Replacing Fill Values/Missing Values with NaNs
Added by Simon Driscoll 12 months ago
Hello,
I have files from the Danish Meteorological Institute - temperatures and sea ice fraction. (There are two products for each, a later one and an earlier one). Hence four example netCDF files representing the two eras/products and two variables.
I believe CDO can be used to replace "Fill Values/Missing Values" with NaNs. There are many ways and options it seems to do this.
(I would like to be absolutely sure I have the correct command, as later I will regrid these files - if I understand right, if I have a missing value that is numeric (e.g. -128) and I regrid data, this could be regridded to e.g. -120, where a later check for 'Fill or Missing Values' in my regridded data would not understand, miss it, and accidentally interpret it as a real physical value.)

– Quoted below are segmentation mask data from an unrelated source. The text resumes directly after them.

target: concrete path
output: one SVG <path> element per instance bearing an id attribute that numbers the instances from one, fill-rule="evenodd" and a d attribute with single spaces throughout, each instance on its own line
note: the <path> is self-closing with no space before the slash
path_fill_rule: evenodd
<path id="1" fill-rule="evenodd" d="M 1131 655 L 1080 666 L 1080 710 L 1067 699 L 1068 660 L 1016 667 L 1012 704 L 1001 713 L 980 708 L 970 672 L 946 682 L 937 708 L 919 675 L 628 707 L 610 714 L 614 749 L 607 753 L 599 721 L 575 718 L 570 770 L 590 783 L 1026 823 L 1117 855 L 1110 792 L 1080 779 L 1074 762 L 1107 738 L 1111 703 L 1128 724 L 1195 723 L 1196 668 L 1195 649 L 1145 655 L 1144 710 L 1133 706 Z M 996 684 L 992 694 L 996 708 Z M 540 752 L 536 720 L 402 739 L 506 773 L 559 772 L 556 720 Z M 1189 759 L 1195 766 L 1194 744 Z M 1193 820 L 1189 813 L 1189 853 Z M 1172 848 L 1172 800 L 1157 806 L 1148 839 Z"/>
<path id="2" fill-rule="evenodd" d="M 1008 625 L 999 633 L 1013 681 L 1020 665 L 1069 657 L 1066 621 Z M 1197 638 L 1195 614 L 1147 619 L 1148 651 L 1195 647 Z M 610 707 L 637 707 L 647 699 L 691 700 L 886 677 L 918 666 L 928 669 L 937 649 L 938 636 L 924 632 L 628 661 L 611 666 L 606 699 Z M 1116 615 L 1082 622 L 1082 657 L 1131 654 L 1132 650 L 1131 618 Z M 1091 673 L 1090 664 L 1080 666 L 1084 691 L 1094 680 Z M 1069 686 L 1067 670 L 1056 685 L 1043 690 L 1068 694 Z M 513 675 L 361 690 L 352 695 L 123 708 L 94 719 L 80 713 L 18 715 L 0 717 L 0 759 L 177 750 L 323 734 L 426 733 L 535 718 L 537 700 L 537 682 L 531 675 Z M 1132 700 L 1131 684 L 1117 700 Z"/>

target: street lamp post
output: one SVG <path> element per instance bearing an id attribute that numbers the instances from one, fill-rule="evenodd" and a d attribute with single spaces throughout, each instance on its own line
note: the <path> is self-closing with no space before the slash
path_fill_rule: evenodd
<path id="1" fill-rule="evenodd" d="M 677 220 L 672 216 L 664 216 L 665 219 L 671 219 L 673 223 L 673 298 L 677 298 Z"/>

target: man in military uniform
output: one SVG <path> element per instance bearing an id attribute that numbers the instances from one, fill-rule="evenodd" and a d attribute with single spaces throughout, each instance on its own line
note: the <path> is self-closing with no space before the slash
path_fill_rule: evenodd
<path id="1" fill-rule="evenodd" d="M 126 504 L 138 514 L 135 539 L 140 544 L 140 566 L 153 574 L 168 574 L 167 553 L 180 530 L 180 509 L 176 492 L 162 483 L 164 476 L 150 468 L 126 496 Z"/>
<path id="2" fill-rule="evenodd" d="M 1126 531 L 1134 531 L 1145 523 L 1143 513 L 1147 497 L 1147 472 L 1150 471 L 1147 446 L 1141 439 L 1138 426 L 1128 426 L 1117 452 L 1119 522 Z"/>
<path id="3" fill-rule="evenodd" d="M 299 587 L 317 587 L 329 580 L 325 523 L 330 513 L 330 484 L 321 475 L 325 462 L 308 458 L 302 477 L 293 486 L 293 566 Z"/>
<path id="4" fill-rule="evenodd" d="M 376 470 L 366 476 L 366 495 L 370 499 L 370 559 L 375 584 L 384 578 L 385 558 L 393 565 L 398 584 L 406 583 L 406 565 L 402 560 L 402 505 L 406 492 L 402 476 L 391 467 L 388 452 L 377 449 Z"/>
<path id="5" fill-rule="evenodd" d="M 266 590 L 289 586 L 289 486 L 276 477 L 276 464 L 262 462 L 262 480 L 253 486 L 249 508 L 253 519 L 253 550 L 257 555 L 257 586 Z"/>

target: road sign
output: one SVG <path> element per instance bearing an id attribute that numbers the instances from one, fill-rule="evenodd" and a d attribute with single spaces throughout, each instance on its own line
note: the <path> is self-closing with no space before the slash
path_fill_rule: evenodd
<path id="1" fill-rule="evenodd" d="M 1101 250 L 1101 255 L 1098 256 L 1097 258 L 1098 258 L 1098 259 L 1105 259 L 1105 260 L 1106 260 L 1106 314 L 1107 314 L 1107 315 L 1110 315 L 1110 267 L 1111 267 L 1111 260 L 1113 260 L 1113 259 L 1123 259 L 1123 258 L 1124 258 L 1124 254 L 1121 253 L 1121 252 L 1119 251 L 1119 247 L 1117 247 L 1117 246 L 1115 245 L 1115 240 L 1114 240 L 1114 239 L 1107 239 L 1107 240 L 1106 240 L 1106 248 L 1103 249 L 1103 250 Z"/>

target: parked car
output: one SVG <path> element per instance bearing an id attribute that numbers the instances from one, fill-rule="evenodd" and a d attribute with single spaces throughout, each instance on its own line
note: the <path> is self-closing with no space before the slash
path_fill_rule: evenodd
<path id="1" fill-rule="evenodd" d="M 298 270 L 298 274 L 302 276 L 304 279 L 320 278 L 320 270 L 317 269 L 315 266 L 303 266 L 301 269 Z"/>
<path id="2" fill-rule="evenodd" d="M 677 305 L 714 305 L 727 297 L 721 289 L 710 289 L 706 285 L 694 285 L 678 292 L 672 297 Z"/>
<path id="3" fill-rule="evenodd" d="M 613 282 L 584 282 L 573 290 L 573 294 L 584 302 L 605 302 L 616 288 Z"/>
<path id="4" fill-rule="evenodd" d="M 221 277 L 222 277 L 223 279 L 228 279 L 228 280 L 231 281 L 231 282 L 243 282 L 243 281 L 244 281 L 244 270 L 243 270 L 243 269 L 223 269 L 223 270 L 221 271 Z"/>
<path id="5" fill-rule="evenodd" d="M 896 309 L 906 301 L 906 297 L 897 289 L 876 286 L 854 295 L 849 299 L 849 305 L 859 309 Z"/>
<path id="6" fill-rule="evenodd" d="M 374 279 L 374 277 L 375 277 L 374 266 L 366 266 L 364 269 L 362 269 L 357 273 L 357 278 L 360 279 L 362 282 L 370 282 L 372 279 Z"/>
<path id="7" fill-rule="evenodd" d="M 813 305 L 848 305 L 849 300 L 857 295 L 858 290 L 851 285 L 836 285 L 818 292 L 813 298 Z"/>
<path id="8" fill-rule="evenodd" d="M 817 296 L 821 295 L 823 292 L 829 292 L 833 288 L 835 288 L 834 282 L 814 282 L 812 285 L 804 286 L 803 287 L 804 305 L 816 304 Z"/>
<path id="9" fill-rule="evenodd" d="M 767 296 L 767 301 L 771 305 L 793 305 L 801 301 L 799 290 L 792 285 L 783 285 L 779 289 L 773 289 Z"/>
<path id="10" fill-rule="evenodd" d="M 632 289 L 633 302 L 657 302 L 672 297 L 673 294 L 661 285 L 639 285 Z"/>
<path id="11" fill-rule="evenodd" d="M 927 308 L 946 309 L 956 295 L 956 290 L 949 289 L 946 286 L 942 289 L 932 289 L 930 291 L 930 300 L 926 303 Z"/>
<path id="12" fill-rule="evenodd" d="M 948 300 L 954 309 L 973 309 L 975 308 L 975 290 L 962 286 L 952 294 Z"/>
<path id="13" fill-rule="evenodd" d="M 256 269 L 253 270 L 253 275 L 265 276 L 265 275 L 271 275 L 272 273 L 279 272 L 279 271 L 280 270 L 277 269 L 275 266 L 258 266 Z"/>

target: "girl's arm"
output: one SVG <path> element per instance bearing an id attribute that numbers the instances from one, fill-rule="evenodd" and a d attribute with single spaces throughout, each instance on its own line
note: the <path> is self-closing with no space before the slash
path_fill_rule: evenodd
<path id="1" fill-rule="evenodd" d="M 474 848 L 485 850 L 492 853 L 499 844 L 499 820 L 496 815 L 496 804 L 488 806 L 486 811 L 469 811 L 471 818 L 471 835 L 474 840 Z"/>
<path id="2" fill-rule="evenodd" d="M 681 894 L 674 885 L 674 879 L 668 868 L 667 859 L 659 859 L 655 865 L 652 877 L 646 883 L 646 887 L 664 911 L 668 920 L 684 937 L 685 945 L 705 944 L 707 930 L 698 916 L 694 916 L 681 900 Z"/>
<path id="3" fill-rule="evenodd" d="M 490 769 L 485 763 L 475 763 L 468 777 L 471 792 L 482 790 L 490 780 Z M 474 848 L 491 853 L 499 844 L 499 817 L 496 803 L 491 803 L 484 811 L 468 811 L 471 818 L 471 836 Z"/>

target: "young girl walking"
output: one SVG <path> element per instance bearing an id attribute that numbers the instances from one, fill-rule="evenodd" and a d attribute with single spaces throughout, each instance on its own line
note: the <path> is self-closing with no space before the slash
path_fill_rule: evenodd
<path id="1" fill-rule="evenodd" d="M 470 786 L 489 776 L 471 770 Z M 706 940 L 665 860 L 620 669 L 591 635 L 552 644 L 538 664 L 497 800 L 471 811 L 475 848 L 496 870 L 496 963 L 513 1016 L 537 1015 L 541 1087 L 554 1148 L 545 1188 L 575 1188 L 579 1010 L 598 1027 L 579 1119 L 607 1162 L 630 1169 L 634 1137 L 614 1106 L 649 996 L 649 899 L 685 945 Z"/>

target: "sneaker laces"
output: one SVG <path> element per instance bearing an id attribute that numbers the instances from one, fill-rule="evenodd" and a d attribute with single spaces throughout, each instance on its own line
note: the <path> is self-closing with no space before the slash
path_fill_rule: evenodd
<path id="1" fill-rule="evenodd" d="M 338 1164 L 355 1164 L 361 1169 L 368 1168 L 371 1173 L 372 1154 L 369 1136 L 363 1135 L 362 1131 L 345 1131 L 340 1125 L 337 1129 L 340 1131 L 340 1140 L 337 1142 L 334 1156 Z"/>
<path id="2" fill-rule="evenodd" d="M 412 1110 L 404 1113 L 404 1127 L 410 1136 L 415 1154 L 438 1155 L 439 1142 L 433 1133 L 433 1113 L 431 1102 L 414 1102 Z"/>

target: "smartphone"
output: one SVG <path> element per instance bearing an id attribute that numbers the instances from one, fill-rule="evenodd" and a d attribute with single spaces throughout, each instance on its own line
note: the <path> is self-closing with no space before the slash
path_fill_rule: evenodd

Therefore I think it makes sense to fill any/all FillValues and Missing Values with NaNs before regridding (as then I can just ignore any/all NaN values in my newly regridded netCDF safely), and I'd like to be absolutely sure I get them all. Is it ok (not too cheeky) to ask for the correct commands that work/do this for these specific files using CDO? I have attached them here. I can then use a for loop in bash to iterate through all 4 variants of these files.
Thank you so much!
Simon
Replies (1)
RE: Replacing Fill Values/Missing Values with NaNs - Added by Karin Meier-Fleischer 11 months ago
Hi Simon,
there is no need to replace the missing values because the _FillValue attribute is set and so the missing values are used like NaNs.
If you have a look at the files with e.g. panoply you'll see the missing areas and when remapping with CDO the remap routines take care of them.